Vanessa and the O's


Vanessa and the O's is a musical group formed in 2003/2004. It was created in New York City when Parisian Vanessa Contenay-Quinones got together with Swedish musical collaborators Andreas Mattsson and Niclas Frisk and joined up later with James Iha ''.

Timeline

Initial Album ''La Ballade d'O'' (2003-2007)

They recorded the album La Ballade d'O over the next 18 months. Quinones also went into the studio with Lou Reed around this time and cut an Anglo/French version of "Sunday Morning" under the name 'Vanessa St James ft Lou Reed'. The O's album was finally finished in 2005 when Pelle Gunnerfeldt was brought in for additional production and mixes, bringing in Per Nordmark on drums and Bjorn Ytlling for additional keyboards.
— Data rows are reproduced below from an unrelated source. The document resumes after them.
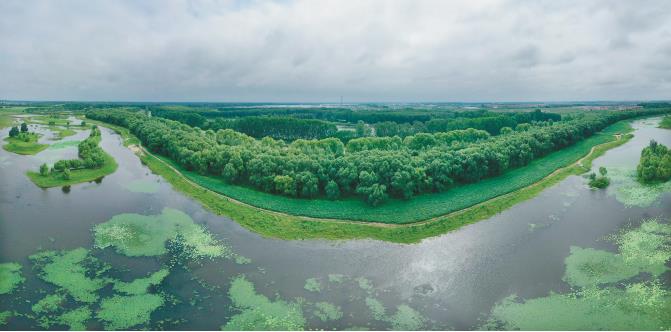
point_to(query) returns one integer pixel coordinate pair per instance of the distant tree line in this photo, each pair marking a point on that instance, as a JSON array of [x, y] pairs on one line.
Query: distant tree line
[[291, 128], [371, 168]]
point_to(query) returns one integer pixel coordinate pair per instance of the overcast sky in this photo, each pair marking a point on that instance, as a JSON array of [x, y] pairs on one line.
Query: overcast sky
[[319, 50]]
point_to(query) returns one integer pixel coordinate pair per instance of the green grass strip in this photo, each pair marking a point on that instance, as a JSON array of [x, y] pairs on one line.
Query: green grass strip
[[289, 227], [421, 207], [56, 179]]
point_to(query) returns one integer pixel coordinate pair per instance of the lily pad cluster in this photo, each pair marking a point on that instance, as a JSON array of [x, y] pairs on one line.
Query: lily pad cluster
[[611, 291]]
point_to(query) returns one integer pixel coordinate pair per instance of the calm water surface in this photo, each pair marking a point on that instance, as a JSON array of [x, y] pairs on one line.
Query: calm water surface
[[453, 280]]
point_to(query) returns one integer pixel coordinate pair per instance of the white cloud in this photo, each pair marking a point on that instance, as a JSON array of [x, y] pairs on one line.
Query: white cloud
[[318, 50]]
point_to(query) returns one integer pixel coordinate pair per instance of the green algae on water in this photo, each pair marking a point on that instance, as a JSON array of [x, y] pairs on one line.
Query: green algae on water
[[313, 285], [5, 316], [142, 186], [71, 270], [365, 284], [376, 308], [587, 266], [327, 311], [123, 312], [76, 319], [337, 278], [10, 277], [48, 304], [642, 306], [257, 312], [141, 285], [140, 235], [597, 303]]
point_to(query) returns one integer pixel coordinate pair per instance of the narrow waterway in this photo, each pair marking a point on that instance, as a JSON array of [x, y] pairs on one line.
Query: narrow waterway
[[450, 281]]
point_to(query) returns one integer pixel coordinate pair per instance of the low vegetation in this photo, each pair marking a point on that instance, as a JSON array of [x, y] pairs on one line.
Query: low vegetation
[[371, 169], [93, 163], [599, 181]]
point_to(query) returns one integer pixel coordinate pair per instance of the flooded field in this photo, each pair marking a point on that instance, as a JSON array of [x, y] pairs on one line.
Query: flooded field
[[129, 252]]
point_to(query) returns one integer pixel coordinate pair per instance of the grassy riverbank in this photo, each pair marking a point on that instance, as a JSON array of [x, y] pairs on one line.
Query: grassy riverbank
[[57, 179], [25, 147], [666, 122], [284, 226], [421, 207]]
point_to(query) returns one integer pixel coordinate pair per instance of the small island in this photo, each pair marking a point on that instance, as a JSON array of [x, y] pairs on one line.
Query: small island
[[93, 164], [21, 141]]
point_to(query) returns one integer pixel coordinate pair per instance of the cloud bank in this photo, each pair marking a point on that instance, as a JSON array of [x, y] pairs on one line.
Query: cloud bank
[[321, 50]]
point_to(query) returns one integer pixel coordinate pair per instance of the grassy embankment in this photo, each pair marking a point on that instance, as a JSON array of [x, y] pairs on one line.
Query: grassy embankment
[[25, 144], [56, 179], [422, 207], [289, 227], [666, 122]]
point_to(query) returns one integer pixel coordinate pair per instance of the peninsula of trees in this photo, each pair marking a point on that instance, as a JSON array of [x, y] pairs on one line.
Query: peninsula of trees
[[372, 168]]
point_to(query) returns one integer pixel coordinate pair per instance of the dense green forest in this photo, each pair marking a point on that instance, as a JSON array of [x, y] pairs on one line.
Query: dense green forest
[[373, 168], [655, 164], [389, 123]]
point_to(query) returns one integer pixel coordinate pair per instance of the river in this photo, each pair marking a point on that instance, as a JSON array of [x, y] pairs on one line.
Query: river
[[451, 281]]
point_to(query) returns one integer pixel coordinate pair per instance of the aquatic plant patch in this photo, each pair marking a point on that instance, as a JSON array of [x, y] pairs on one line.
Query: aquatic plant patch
[[326, 311], [141, 285], [63, 144], [257, 312], [123, 312], [596, 301], [142, 186], [313, 285], [140, 235], [630, 192], [75, 271], [10, 277]]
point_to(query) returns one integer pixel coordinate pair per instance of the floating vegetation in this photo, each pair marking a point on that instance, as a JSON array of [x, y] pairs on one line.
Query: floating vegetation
[[63, 144], [313, 285], [241, 260], [141, 285], [406, 319], [637, 307], [123, 312], [365, 284], [48, 304], [70, 270], [5, 316], [143, 186], [337, 278], [630, 192], [76, 319], [327, 311], [140, 235], [260, 313], [642, 305], [10, 277], [376, 308]]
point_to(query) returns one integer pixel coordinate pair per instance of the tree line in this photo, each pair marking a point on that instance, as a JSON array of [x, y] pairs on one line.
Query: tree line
[[655, 163], [371, 168]]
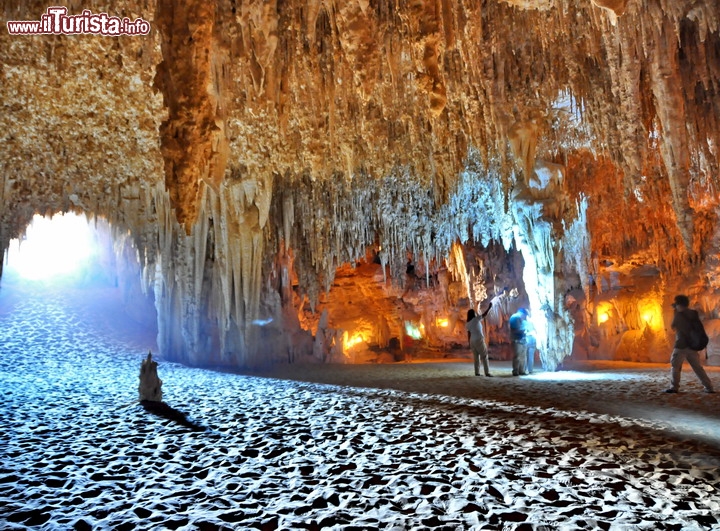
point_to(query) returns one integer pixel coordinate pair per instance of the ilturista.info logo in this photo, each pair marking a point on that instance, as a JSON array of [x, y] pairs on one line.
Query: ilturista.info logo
[[56, 21]]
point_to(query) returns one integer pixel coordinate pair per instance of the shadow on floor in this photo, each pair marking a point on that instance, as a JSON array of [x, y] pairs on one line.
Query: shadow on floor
[[163, 410]]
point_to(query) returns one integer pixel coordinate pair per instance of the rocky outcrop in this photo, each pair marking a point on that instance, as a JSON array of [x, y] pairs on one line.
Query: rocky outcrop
[[235, 135]]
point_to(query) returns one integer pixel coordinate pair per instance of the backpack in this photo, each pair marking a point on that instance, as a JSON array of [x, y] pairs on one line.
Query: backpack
[[697, 338]]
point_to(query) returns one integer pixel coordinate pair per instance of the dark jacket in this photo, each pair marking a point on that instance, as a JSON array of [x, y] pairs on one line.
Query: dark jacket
[[682, 323]]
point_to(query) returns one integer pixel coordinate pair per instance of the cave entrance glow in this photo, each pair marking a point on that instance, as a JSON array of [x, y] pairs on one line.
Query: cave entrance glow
[[71, 269], [53, 249]]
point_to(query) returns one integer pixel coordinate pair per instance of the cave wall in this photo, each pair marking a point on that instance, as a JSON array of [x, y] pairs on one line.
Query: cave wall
[[246, 143]]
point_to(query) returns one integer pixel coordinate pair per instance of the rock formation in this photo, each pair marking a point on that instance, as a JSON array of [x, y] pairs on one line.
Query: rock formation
[[563, 149]]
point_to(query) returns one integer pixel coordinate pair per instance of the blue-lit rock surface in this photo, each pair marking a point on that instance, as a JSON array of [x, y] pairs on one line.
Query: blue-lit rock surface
[[397, 446]]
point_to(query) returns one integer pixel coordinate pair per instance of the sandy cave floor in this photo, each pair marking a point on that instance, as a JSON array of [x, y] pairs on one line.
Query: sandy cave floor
[[402, 446]]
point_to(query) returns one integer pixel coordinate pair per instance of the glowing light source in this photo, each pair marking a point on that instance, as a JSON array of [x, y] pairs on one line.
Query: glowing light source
[[51, 248], [413, 331], [604, 310], [354, 340], [650, 311]]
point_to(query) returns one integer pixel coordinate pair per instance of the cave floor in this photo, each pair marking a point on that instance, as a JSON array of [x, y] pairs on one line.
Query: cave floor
[[401, 446]]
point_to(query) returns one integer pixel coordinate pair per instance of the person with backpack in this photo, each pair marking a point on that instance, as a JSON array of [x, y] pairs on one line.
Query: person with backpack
[[476, 338], [690, 337]]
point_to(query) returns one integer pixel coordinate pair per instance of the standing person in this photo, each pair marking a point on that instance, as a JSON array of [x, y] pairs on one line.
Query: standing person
[[682, 324], [531, 346], [519, 328], [476, 338]]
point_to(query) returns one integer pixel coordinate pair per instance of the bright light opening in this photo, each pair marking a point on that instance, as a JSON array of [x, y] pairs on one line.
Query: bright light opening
[[57, 247]]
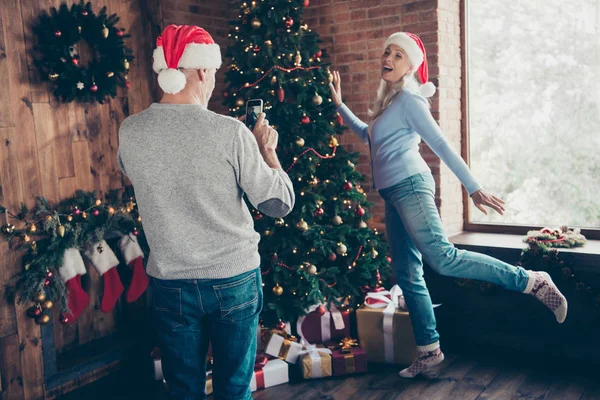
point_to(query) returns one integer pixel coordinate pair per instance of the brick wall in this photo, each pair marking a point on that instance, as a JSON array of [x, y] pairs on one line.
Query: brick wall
[[212, 15], [353, 32]]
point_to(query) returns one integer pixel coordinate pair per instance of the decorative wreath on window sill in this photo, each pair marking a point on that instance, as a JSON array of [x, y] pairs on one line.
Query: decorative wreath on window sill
[[57, 56]]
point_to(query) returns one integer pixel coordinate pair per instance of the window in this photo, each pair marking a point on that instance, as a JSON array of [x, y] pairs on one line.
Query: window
[[533, 110]]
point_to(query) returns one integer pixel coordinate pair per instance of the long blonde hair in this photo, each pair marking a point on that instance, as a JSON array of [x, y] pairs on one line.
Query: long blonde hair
[[385, 95]]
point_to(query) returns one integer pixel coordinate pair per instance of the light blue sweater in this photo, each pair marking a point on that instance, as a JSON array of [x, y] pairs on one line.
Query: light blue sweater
[[395, 138]]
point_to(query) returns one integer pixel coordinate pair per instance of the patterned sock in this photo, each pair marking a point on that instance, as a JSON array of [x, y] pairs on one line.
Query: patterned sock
[[427, 362], [540, 286]]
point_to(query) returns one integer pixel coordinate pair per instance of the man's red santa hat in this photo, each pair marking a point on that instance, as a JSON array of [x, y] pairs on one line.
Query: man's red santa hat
[[186, 47]]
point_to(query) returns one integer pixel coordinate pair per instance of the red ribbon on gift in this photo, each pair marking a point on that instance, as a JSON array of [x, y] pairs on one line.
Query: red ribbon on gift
[[259, 364]]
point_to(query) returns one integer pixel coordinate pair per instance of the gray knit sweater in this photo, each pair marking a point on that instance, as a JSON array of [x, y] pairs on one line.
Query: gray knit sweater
[[190, 168]]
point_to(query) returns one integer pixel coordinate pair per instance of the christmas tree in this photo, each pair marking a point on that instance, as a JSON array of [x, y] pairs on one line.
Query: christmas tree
[[323, 251]]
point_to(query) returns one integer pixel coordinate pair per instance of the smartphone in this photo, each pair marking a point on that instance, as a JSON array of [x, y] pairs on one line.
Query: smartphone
[[253, 110]]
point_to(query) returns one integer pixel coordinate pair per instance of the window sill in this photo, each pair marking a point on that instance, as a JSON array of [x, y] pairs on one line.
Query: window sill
[[473, 240]]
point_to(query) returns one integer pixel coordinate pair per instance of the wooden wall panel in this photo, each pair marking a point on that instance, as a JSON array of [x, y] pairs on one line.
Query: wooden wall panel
[[53, 149]]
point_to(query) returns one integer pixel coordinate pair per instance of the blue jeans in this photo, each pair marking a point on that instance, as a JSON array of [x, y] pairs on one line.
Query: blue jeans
[[190, 313], [414, 229]]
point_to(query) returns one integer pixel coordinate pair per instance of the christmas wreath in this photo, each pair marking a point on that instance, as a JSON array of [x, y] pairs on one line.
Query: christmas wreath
[[58, 58]]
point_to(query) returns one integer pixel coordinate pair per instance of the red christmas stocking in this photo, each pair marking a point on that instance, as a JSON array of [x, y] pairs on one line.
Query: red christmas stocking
[[105, 262], [70, 271], [134, 257]]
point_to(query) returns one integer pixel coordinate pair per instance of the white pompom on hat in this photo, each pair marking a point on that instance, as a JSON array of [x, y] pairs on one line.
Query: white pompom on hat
[[183, 46], [413, 46]]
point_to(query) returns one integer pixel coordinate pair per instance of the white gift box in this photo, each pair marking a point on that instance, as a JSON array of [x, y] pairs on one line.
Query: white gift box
[[274, 373], [283, 349]]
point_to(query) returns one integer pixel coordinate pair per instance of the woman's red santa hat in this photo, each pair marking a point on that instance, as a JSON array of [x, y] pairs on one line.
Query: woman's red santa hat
[[414, 49], [183, 46]]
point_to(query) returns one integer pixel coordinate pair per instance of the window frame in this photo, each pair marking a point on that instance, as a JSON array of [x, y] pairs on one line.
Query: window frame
[[589, 233]]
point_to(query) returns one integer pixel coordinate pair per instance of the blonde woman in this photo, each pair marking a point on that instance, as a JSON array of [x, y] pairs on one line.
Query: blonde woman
[[399, 119]]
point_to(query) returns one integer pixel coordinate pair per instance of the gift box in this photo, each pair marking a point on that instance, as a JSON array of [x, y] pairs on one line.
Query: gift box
[[283, 346], [348, 358], [316, 327], [384, 329], [315, 362], [269, 373]]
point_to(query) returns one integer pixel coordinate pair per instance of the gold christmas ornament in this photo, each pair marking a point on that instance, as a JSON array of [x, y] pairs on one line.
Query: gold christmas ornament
[[277, 290], [40, 297], [42, 320], [302, 225]]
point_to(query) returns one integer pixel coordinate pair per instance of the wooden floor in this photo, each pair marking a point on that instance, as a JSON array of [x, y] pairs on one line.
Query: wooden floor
[[463, 377]]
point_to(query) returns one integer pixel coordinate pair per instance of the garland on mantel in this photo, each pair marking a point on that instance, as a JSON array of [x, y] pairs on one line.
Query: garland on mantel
[[43, 233]]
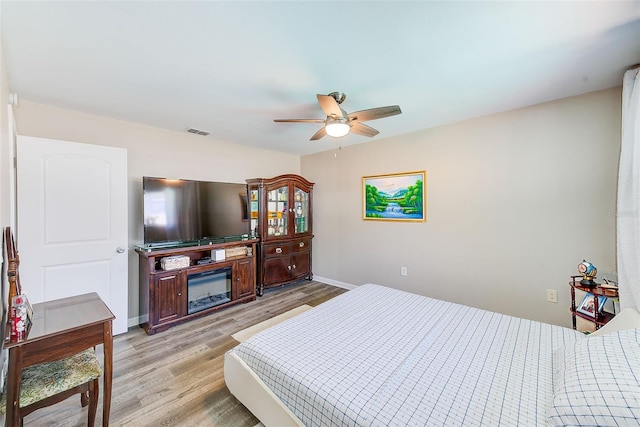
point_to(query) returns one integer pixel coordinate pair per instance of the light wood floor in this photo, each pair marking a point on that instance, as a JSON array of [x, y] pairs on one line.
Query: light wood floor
[[175, 377]]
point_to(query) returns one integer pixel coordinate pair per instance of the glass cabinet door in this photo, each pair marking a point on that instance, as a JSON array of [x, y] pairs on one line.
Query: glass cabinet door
[[278, 211], [253, 211], [301, 210]]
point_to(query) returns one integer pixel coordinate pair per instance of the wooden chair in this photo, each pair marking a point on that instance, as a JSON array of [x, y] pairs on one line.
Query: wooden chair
[[48, 383]]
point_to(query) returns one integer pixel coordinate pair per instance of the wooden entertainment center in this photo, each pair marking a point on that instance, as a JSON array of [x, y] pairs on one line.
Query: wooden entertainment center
[[164, 292]]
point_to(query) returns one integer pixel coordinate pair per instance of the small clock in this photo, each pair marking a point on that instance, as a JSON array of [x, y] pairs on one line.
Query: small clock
[[588, 272]]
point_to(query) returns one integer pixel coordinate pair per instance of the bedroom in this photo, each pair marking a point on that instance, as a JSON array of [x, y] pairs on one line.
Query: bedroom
[[506, 220]]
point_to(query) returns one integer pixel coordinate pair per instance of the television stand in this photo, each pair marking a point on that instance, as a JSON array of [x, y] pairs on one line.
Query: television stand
[[198, 286]]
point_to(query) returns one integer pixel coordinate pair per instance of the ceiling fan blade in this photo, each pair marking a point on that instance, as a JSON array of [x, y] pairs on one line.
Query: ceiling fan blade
[[322, 132], [299, 120], [329, 106], [375, 113], [362, 129]]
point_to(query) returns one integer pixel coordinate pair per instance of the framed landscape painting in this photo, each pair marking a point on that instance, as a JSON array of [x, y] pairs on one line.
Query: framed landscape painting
[[394, 197]]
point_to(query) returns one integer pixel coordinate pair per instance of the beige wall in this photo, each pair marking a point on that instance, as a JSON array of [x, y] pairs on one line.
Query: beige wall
[[508, 210], [515, 201], [153, 152]]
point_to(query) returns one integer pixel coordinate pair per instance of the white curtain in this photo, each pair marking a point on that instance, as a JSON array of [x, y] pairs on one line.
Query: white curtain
[[628, 216]]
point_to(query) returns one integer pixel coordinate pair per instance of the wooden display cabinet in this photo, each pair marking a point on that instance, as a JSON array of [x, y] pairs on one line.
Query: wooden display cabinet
[[165, 294], [280, 211]]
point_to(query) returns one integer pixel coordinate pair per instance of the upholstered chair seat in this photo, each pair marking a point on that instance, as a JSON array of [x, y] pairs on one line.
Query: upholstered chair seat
[[51, 382]]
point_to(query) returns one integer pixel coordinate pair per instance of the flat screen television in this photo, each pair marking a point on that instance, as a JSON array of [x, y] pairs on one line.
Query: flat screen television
[[178, 211]]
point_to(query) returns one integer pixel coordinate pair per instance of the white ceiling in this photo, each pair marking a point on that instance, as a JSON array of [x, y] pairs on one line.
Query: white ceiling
[[230, 68]]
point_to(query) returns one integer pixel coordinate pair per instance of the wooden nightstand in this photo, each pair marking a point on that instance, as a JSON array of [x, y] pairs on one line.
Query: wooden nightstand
[[601, 317]]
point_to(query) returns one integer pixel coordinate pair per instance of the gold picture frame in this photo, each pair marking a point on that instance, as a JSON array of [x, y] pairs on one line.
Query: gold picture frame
[[395, 197]]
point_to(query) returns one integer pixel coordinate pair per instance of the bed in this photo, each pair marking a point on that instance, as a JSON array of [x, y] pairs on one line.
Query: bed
[[376, 356]]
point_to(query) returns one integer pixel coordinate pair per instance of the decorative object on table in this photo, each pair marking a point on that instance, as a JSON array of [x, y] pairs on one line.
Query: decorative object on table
[[588, 272], [588, 305], [20, 317], [13, 263]]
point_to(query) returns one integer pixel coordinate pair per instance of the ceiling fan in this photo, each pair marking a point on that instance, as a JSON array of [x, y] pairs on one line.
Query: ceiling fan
[[339, 123]]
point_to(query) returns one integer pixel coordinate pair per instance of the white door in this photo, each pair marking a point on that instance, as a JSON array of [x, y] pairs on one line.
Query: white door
[[72, 222]]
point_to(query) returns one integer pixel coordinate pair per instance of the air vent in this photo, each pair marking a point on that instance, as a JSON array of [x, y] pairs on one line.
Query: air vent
[[198, 131]]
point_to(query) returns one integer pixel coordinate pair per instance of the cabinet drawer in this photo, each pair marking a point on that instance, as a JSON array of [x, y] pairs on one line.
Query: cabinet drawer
[[277, 250], [301, 245]]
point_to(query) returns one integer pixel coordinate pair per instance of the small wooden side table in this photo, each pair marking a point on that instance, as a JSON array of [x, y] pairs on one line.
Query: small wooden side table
[[601, 317], [61, 328]]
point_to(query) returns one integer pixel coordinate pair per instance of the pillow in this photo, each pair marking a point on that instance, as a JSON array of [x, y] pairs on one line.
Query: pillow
[[597, 381]]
The self-financed album was licensed initially to Virgin/EMI Sweden in May 2005 for Scandinavian release only.
In September 2005, the imported debut was Album Of The Week in London record store Rough Trade who described it as "...a fantastic album of ‘European cool’ with breathy vocals over music which sounds like The Concretes, Stereolab or a modern take on the Velvet Underground…" and in 2006 the band released La Ballade on their own Rushmore Recordings label headed up by ex Warner Bros A&R executive and Deaf School founder member Steve Allen. By Summer 2007, it was available physically in France, Japan, Thailand, Portugal, Finland, Norway, Denmark, and Sweden, as well as digitally distributed.

Reception

La Ballade received great critical acclaim. In France, the influential rock critic Nicolas Ungemuth reviewed it favourably for Le Figaro and the magazine Rock & Folk. The band also received rave reviews from the other leading French music writers at Les Inrockuptibles, Magic, and Rolling Stone. The album received a year-in-review award from Le Figaro.